На следующую ночь хозяин взялся за устройство убежища. В молодости ему доводилось работать каменщиком – управился быстро. Сделал кирпичный тайник в подвале, тесный – там с трудом помещались два человека. Но и спускались мы туда лишь в крайних случаях, когда кто-нибудь заходил в гости или когда в деревне были немцы. Днем обычно сидели в чулане, а вечером, при закрытых дверях, в горнице. Олек играл с хозяином в карты, мы читали вслух книги. Только под конец войны, когда поблизости квартировала армия, мы не выходили из тайника два месяца. Те два месяца были очень тяжелыми. У меня болели суставы, но оно бы ладно, что болели… там лечь нельзя было. Приходилось все время сидеть. Мы играли в «географию» – все реки на «А», города на «Б», проверяли друг друга на знание латинских слов. Потом даже есть не хотелось. Мы сидели. В доме не раз ночевали немцы, мы слышали их шаги, они спускались в подвал, были совсем рядом, за тоненькой перегородкой, заваленной картофелем. В тот день, когда хозяева спустились вниз и сказали: «Конец», – я даже радоваться не могла… Болели мы потом долго и, наверное, очень тяжело, потому что хозяин, навестивший нас в больнице, сказал, поглядев на Олека: «Плакала моя изба…»

А потом начинали все сначала, были голы и босы, и если бы не муж…

– Ну, – вставил слово мужчина, – я взялся за работу, и мало-помалу все наладилось. Первые же деньги, которые удалось отложить, послал дяде с тетей. И так три года, каждый месяц… Они к нам приезжали, а как же, мы были одни, никого из близких не осталось, вот они и были вроде как… Весной закончили строительство нового дома – три комнаты, кухня, – звали нас приехать и посмотреть, но все никак не складывалось – то работа, то жена болеет – до сих пор эти суставы!.. Неделю назад мы получили письмо: приглашают на дядины именины в свой новый дом.

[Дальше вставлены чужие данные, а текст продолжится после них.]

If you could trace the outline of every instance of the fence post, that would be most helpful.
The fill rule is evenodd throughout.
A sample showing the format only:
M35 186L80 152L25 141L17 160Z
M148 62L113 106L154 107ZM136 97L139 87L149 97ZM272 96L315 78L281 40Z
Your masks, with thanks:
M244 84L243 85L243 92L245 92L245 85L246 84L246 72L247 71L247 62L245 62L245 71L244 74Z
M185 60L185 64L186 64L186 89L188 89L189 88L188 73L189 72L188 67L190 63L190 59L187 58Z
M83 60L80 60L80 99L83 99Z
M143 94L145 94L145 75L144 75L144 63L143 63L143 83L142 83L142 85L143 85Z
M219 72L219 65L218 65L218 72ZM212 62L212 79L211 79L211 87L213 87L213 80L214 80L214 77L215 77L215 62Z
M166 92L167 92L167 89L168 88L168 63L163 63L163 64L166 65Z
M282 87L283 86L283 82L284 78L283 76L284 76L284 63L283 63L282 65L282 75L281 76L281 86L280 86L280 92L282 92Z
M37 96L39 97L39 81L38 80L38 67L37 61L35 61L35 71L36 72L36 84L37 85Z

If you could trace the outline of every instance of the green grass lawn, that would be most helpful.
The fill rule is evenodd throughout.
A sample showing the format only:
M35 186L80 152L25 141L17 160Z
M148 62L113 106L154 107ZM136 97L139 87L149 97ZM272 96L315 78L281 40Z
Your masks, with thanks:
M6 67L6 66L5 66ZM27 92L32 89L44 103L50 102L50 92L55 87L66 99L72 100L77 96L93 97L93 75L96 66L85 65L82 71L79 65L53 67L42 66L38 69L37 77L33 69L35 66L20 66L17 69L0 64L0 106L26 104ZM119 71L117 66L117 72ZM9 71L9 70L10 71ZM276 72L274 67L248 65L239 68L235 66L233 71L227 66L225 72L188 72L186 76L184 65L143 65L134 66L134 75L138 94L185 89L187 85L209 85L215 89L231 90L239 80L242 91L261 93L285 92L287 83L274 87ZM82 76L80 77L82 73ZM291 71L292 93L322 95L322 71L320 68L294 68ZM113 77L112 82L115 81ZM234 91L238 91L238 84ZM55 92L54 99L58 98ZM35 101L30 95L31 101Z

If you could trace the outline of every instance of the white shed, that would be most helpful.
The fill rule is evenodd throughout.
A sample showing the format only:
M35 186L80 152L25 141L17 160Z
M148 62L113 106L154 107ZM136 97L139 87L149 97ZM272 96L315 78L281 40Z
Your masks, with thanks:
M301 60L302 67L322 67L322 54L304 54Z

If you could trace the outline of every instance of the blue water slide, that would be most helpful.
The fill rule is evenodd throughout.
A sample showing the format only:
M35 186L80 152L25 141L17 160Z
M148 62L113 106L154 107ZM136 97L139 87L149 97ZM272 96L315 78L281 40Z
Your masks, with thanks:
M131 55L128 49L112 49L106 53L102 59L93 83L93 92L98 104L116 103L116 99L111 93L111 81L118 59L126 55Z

Он перевел дыхание, закурил следующую сигарету. Какое-то время висела тишина. Не могут набраться храбрости?

Первой молчание нарушила она.

– Мы туда поехали впервые, постаревшие на пять лет. Хотя нет, какие пять – пятьдесят! Я говорила Олеку: смотри, вот мост… здесь мы спали… а городок В. помнишь? А станцию в Н.? Мы там купили билеты и побоялись зайти в поезд. «Подумай только, – говорила я ему, – мы живы, мы вместе… нам ничто не угрожает…» Я была счастлива. Махала рукой в окно поджидавшему нас на станции дяде… хозяину. Сели мы на телегу, устланную соломой, сердце у меня колотилось. Я ждала, что за поворотом покажется хата, сад. Забыла, что там новый дом стоит. Красивый, но та хата меня согрела бы, а дом? Дом как дом. С красной крышей. На пороге хозяйка, вся нарядная, а мне обидно, потому что, хоть я смеюсь, целую ее, жаль мне той старой лачуги. Приглашают внутрь – чисто, полы выкрашены красным, на окнах ситцевые занавески. На столе – копченое мясо, водка. Олек сразу понял, что со мной, и говорит тихонько: «Не будь истеричкой…» – а вслух нахваливает, как все прекрасно устроено. Хозяин уже наливает водку, угощать собрался, а хозяйка: «Нет, вы сперва дом посмотрите».

Начали с кухни, потом гостиная, спальня, еще одна – сына, который с войны вернулся. Хотим уже обратно идти, и тут они говорят: «А мы и о вас не забыли – глядите!»

Хозяин отодвигает шкаф, смотрим – белая, пустая стена. Но когда он наклонился и потянулся к половице – я схватила Олека за руку. Еще и не видела ничего, но движение такое знакомое.

Дядя поднял красную, натертую мастикой доску и сказал, чтобы мы заглянули внутрь: «Вот, теперь, если что, не будете ютиться как куры, не убежище – картинка, со всеми удобствами!»

Я наклонилась и увидела лестницу, ведущую в глубь маленькой, темной, без окон, без дверей, каморки. Там стояли две кровати, два стула и стол.

* * *

Поезд трясся на стрелках, ускорял ход. Мы подъезжали к городу. Небо тускнело, за окном проплывали загородные домики, защищенные низкими, ровно постриженными живыми изгородями.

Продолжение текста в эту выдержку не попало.